Two researchers (XZ and BM) will independently check journal homepages and their latest issues to find eligible journals and studies. Then, we will record the journal submission guidelines link and download the study’s full text. Any discrepancies will be discussed and resolved with the senior researcher (PZ).

Study status and timeline

Data will be collected from Apr 2025 through Dec 2025 (the detailed data extraction time for each journal will be presented in future studies). Two researchers (XZ and BM) will extract data independently in a standardized data extraction form in Microsoft Excel 2019 (Microsoft Excel 2019 MSO 2210 Build 16.0.15726.20188 32). Any discrepancy in the data extraction will be resolved via discussion or adjudication by the senior reviewer (PZ). Before the formal data collection, we will perform at least three rounds of pilot testing on at least 10 journals and 10 studies to ensure consistency and accuracy, and only the kappa coefficients > 0.90 will start the formal extraction.

Data extraction

The following information of journals will be extracted: (1) journal name, (2) JCR abbreviation, (3) publisher, (4) ISSN, (5) eISSN, (6) category, (7) 2023 JIF, (8) JIF quartile, (9) percentage of citable Open Assess (OA), (10) whether the submission guidelines contain a data availability statements/ data-sharing statements, (11) follows what kind of data policy (e.g., Springer Nature research data policy), (12) requirements level of data-sharing (e.g., encourage, should, required, must), (13) any indication of what should be included in data sharing, (14) guidelines for sharing data, (15) are data repositories recommended, (16) guidelines/ links for data repositories, and (17) whether easy to obtain data sharing policies.

Data extraction in studies: (1) volume of journal, (2) publish date, (3) name, (4) first author, (5) research type, (6) registry, (7) funding, (8) interest, (9)whether it contains a data sharing statement. Then we will used the ICMJE DSS [20] to collect possible structures of data availability of the study, which contains: (1) will individual participant data be available, (2) what data in particular will be shared, (3) what other documents will be available, (4) when will data be available, (5) with whom, (6) for what types of analyses, (7) by what mechanism will data be available. Finally, we will grade the data sharing levels according to the openness of the data-sharing mechanism. We will define data-sharing with raw data provided in open-access repositories/ appendix as “high level of data-sharing”, data can be available by contacting authors with reasonable requests or data will be available at additional time (e.g., one year after publication), no mention of data-sharing mechanism as “small level of data-sharing”, and without data-sharing as “without data-sharing”.

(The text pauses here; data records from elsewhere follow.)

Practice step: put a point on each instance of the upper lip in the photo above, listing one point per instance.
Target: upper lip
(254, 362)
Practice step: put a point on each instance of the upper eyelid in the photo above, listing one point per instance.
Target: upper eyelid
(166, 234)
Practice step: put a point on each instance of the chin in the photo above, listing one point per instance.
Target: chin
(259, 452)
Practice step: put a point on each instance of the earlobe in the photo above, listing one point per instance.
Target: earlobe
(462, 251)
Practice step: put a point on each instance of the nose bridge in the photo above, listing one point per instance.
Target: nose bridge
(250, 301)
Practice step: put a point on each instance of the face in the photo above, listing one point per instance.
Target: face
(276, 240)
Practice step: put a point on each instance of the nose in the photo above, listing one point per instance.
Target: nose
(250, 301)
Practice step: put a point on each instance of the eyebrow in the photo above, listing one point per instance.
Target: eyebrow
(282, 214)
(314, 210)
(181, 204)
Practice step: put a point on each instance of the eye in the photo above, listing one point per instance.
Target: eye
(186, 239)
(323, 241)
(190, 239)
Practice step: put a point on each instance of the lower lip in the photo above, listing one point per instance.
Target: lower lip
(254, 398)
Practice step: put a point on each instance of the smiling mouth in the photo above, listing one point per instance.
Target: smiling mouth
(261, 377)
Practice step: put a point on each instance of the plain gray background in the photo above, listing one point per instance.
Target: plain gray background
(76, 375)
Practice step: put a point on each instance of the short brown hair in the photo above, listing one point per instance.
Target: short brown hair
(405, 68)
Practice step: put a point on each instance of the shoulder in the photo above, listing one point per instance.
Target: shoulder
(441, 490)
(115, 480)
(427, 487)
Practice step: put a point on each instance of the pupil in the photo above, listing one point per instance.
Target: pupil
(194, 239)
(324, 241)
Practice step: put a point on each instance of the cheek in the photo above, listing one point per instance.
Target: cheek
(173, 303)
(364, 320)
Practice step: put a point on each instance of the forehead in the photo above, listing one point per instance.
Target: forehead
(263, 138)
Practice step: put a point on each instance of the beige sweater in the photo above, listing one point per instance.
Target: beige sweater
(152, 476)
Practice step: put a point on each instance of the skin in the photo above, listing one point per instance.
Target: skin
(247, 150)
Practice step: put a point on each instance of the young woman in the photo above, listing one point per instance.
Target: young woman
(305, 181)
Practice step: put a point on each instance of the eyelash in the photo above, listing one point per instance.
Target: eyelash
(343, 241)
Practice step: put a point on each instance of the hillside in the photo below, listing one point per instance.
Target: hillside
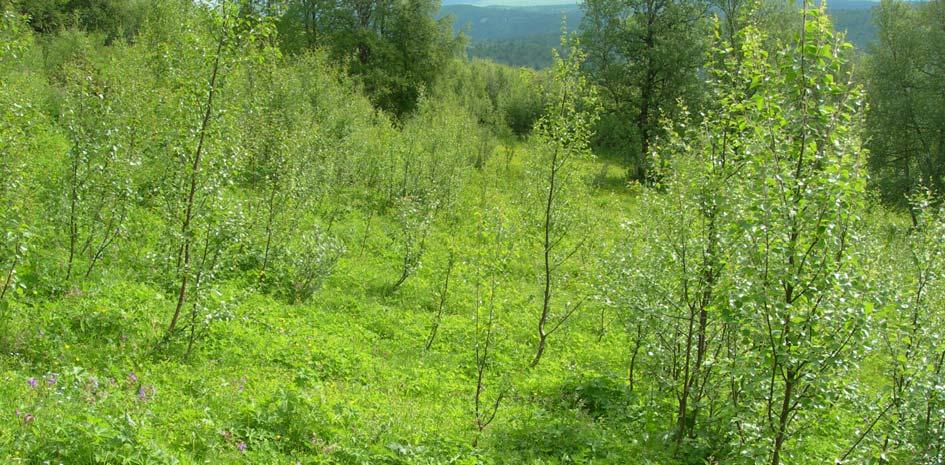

Data clean and confounder identification

We will classify the requirements level of data-sharing policies as “high” (mandatory data sharing), “small” (encouraging data sharing), and “no” (no mention of data sharing) to explore the potential impact of policies on data-sharing level. We identified all variables that may be involved in the causal effects of journal data sharing policies and data sharing practices by discussing with methodological experts with prior knowledge, and presented them in a directed acyclic graphs (DAGitty v3.1) [31] (see S3 Appendix). The following co-variables will be considered for inclusion in the final model: journal JIF, percentage of citable OA, whether easy to obtain data sharing policies, data sharing supporting information (requirements level of data-sharing, indication of data-sharing, guidelines for sharing data, data repositories recommendation, and guidelines/ links for data repositories).

Data analysis

The analyses and stratified sampling will be conducted in R software (Version R 4.4.3; R Core Team, 2025; R Foundation for Statistical Computing, Vienna, Austria). The primary outcome is to explore the journal data-sharing policies, available supporting information, and data-sharing level in publications. Then we will further explore the potential impact of data-sharing policy on the data-sharing level. Statistical significance will be defended with two-sided 95% Confidence Intervals (CIs), P < 0.05.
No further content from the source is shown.